Perhaps the most important value bond ratings provide investors is an independent assessment of the bond's risk. Ratings are a third party's assessment of the issuer's ability to make all of their future financial commitments to creditors. As new information becomes available, this data can change a company's financial stability or earnings outlook. The credit rating of the company may change to reflect this new information.
Quality Ratings
When a company's bond ratings are in the news, they're reporting a change in the credit quality of the issuer. A company with a poor rating presents a credit risk to the bond market, banks, and investors. Investors lend companies money by purchasing their bonds. As a creditor of that same company, they're assuming a risk of repayment or nonpayment.

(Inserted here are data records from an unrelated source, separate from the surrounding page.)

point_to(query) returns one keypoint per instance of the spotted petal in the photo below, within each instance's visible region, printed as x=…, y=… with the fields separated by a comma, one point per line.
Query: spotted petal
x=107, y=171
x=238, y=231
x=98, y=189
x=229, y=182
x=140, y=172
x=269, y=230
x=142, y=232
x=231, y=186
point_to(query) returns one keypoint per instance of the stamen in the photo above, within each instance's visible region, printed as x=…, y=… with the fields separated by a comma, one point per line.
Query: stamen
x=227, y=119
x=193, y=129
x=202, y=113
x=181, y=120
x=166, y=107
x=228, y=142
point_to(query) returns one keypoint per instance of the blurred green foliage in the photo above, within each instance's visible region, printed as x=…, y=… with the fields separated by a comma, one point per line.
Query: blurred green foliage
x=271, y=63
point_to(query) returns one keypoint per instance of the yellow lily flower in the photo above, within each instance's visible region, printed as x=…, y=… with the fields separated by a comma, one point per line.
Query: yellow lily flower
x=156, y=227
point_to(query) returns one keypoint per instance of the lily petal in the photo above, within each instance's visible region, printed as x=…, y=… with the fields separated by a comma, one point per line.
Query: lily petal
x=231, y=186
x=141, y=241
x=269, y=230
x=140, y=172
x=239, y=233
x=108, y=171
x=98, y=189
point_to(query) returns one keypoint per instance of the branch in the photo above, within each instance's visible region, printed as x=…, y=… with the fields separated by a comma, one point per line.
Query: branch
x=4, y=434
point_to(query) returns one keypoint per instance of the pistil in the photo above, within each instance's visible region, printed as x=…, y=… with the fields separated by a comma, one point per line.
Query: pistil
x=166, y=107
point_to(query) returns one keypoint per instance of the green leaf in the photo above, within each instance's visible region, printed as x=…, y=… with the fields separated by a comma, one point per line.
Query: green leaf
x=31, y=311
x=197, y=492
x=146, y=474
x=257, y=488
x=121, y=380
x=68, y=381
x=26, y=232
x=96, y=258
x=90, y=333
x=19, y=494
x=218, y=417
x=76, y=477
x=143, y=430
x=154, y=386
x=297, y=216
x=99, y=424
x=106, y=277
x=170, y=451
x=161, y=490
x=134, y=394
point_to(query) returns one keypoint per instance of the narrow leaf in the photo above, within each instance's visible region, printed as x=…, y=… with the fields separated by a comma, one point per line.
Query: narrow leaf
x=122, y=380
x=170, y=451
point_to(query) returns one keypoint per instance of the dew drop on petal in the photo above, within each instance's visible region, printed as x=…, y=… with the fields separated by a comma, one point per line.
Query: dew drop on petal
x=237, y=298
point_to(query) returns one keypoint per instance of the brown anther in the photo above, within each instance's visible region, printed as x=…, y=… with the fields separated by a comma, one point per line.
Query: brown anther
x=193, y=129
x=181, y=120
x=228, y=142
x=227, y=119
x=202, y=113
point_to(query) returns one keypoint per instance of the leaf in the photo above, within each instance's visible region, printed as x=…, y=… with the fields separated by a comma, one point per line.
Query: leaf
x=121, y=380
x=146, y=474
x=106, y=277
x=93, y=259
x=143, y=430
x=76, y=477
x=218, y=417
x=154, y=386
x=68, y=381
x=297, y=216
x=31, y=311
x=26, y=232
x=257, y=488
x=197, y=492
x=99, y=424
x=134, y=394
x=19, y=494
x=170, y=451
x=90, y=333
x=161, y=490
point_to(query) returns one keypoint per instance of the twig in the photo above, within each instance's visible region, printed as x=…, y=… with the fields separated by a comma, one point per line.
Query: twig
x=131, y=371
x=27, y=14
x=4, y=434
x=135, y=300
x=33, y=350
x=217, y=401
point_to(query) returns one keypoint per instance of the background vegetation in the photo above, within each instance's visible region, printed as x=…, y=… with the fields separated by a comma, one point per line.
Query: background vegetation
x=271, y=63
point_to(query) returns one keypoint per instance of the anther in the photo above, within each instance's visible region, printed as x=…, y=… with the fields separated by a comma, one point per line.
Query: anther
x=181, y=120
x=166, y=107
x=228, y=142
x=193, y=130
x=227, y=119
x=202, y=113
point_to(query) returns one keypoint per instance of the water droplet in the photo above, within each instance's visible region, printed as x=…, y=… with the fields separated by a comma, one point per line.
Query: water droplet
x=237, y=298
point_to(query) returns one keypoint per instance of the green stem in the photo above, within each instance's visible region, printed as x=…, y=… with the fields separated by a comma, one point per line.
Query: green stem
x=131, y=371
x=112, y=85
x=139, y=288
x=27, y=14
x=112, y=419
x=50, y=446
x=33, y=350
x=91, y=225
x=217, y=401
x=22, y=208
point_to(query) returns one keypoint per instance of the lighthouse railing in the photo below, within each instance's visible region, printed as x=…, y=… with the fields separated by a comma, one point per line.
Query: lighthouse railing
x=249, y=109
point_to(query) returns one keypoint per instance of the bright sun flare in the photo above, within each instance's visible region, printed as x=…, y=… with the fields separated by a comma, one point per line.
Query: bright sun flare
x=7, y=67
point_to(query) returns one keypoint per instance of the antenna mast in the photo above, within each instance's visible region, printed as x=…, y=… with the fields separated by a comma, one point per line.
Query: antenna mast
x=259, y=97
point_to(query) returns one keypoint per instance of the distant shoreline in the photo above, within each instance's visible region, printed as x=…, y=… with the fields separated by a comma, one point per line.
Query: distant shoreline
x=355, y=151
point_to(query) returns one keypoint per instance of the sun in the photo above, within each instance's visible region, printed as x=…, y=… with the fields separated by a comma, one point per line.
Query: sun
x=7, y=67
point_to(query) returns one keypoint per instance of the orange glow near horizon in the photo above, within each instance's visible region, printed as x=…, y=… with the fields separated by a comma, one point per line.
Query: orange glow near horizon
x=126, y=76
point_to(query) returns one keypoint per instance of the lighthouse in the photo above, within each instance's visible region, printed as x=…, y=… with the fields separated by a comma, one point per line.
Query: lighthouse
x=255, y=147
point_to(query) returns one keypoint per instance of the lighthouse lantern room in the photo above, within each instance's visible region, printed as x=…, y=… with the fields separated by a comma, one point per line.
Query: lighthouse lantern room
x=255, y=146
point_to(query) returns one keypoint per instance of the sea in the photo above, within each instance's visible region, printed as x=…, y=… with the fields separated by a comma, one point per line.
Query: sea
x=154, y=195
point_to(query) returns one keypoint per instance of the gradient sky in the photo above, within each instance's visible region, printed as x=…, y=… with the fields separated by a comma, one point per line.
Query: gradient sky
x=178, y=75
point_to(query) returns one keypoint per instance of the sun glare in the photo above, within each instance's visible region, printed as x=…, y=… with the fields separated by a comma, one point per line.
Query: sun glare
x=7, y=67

This means an investor has access to several independent sources of information when evaluating the risk of default. For Moody's, this alert system is termed Under Review. For S&P it's called CreditWatch, and Fitch simply calls it Rating Watch. These terms are used to alert investors to a possible, or pending, change in a company's bond rating.
Note: Moody's uses a modifier of 1, 2, or 3 to show relative standing in a category. Standard and Poor's and Fitch Ratings use a modifier of plus or minus.
If a company is carrying a credit rating from Standard and Poor's of BBB-, then it is of lower quality than a company carrying a credit rating of BBB. A company with a credit rating of BBB+ is of higher quality than BBB. A company carrying a credit rating from Standard and Poor's of BBB is of similar credit quality to a company carrying a credit rating of Baa from Moody's.
Bonds carrying a credit rating of Ba or BB and lower are not considered investment grade. Bonds with ratings of Baa or BBB and higher are considered investment grade.